问题
in the following code ( taken from effective C++ ):
class A
{
....
char& operator[](std::size_t position) // now just calls const op[]
{
return
const_cast<char&>( // cast away const on op[]'s return type;
static_cast<const TextBlock&>(*this) // add const to *this's type;
[position] // call const version of op[]
);
}
const char& operator[](int index) const
{
...
}
}
//complete example, tested with VC 2010
#include<iostream>
#include<string>
class TextBlock
{
public:
TextBlock(std::string st):text(st){};
TextBlock(char* cstr): text(cstr){};
TextBlock(const TextBlock& r)
{
std::cout<<"copy constructor called"<<std::endl;
}
char& operator[](int index)
{
std::cout<<"non-const operator"<<std::endl;
return const_cast<char&>(static_cast<const TextBlock>(*this)[index]);
}
const char& operator[](int index) const
{
std::cout<<"const operator"<<std::endl;
return text[index];
}
private:
std::string text;
};
int main()
{
TextBlock rt("hello");
std::cout<<rt[0]<<std::endl;
}
In this code, if you change the static_cast from const TextBlock& to const TextBlock, this results in non-const version of operator[] getting called recursively. Can anyone explain what's the reason behind this ( why const TextBlock results in not calling const member function operator[] ).
回答1:
The reason is because
const A a();
and
A b();
are different objects, and in CPP non-constant objects cannot call constant functions and vice versa; therefore, you need the same function to be declared twice for a const and non-const object respectively.
cout << a[0] << endl;
is legal, but
cout << b[0] << endl;
is not. For that reason you should overload [] operator for non-const object. In order to avoid copying the code, author suggest using a function for const object through casting away its constness. For that reason you get:
char& operator[](std::size_t position)
{
return const_cast <char &>( static_cast <const A &>(*this) [position] );
}
in other words, you just convert your object to const
char& operator[](std::size_t position)
{
const A temp = *this; //create a const object
//and assign current object to it
....
}
try to use []operator of const obj
char& operator[](std::size_t position)
{
const A temp = *this; //create a const object
//and assign current object to it
return temp[position]; // call an overloaded operator []
// of the const function
}
get an error because []operator of const function returns const char& and this function returns char&. Thus cast constness away
char& operator[](std::size_t position)
{
const A temp = *this; //create a const object
//and assign current object to it
return const_cast <char &>( temp[position] );
}
Now you are done. The question is: "How
const A temp = *this;
return const_cast <char &> (temp[position]);
became this:
return const_cast <char &> ( static_cast <const A &> (*this)[position]);
? The reason for that is when you are using temp - you are making implicit cast of non-const to a const object, thus you can replace:
const A temp = *this; // implicit cast
with
const A temp = static_cast <const A &> (*this) //explicit
this also works:
const A temp = const_cast <const A &> (*this)

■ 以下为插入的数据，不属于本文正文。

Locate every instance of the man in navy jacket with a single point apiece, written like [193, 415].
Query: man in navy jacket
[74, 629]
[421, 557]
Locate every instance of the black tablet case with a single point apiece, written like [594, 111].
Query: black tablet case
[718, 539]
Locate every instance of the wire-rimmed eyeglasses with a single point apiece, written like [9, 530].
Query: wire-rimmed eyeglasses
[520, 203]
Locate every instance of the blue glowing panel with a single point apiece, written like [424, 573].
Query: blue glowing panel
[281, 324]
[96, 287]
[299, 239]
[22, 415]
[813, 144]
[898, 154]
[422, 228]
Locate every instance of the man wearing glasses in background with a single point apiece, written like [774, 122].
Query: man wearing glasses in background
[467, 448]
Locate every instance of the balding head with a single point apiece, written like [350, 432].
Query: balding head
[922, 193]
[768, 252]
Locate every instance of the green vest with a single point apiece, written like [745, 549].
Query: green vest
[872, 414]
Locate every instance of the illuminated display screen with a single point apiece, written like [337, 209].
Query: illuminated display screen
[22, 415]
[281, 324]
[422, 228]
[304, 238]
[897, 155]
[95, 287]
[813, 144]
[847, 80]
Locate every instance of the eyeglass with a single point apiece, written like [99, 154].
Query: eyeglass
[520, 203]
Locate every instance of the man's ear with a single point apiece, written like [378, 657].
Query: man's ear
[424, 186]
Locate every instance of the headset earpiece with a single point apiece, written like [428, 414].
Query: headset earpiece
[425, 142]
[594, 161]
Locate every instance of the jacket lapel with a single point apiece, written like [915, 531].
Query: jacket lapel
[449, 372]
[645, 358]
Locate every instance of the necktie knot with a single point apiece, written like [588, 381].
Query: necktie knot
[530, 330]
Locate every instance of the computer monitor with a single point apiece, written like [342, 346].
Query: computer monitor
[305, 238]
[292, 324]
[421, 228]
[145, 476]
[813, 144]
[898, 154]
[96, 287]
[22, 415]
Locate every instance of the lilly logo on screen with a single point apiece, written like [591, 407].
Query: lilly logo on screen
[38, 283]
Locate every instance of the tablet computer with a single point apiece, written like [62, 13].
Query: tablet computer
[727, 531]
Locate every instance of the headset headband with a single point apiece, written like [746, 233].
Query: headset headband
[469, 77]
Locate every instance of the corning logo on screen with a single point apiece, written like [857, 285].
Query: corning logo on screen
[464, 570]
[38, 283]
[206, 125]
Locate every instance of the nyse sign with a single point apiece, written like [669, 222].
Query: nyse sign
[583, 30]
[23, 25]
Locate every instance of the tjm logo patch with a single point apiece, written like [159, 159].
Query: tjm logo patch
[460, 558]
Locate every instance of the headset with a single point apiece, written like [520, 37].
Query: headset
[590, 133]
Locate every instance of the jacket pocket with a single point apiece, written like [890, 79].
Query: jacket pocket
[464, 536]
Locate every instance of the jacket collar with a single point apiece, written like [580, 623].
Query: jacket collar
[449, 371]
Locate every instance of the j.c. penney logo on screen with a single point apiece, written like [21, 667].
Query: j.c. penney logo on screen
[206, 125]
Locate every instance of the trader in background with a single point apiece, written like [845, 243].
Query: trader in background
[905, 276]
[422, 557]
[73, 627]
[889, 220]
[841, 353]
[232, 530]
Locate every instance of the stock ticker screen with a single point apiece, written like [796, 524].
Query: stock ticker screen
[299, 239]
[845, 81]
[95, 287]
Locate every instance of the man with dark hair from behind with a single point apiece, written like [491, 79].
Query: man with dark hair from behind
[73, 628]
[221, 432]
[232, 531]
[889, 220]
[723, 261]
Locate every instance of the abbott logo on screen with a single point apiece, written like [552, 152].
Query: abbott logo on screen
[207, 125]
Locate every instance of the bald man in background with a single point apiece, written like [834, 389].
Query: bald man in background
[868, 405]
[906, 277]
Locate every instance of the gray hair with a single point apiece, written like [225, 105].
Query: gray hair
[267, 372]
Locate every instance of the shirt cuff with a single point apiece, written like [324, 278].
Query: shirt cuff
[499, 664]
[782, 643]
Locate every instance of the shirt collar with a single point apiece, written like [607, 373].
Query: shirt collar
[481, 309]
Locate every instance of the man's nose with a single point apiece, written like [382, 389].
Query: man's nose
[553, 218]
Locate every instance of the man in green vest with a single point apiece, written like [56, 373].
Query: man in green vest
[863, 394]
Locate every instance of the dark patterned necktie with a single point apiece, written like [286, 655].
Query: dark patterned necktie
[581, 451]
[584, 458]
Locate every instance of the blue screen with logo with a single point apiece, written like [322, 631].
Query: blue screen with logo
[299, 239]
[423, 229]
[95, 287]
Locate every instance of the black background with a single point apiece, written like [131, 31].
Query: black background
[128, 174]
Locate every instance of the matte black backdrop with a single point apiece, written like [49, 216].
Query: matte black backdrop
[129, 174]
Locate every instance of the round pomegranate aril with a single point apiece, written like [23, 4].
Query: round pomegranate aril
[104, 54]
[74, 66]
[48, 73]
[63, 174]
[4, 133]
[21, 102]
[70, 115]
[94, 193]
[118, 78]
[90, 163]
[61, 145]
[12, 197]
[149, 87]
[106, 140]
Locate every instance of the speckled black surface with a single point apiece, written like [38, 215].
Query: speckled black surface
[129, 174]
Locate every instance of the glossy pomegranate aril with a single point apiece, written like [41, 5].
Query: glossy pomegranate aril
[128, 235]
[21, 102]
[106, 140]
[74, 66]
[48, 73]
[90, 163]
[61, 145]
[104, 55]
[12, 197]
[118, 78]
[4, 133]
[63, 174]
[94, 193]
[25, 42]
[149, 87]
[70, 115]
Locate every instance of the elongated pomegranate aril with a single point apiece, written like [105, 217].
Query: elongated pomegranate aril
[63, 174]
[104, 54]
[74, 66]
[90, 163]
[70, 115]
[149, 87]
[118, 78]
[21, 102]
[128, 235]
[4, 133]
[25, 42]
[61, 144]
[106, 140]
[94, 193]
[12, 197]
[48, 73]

and since you can make an explicit cast - you don't need a temp anymore, thus:
return const_cast <char &> (static_cast <const A &>(*this)[position]);
this will return a non-const ref to a char from this const-casted object that calls an overloaded operator[] :) Exactly for that reason you cannot use
return const_cast <char &> ((*this)[position]);
because this is a not-const object; therefore, it will make it to call not cost function (to overload operator[]) which will cause an infinite recursion.
Hope it makes sense.
回答2:
Different operator[] function we called
When you define two object, one is const and another is non-const like this:
const TextBlock a("Hello");
TextBlock b("World");
When you use a[0] and b[0], different kind of operator[] will be called.The first one -- a[0], will call the const function:
const char &operator[](int) const;
Because a is a const object, each operation on it can't change its value. So when it use the operator [],the const version will be called and return a const char& type, which also means we can't change its members' values.
On the other hand, the second one -- b[0] will call the non-const function:
char &operator[](int);
The object can be changed, also can its member. So this function returns a char & type, which can be modified.
What's being done in non-const function ?
So let's see the connection between non-const function and const function. In your program, non-const function is realized by calling const function.
Normally, a non-const object can not call the const function directly. But we can change the attribute by static_cast<>. Thus we can transform object b into const TextBlock,so that it can call the const function.
We do this in
char &operator[](int index)
,which can reduce code reusing.
char & operator[](int position)
{
// const TextBlock tmp = *this;
// return const_cast<char &>(tmp[position]);
return
const_cast<char &>( (static_cast<const TextBlock &>(*this))[position] );
}
When using static_cast<const TextBlock &>(*this), it implicitly define a temporary object which is the TextBlock & to const TextBlock & conversion on *this.
After the conversion, we have a temporary object and we called it tmp. So we can use tmp[0] to called the const function, which is what we exactly do.
After returning from the const function, we get a value which type is const char &. But we we actually want to is char &. So we use const_cast<char &> remove the const attribute from the return value. After this, we get a non-const reference in char, which values can be modified by us.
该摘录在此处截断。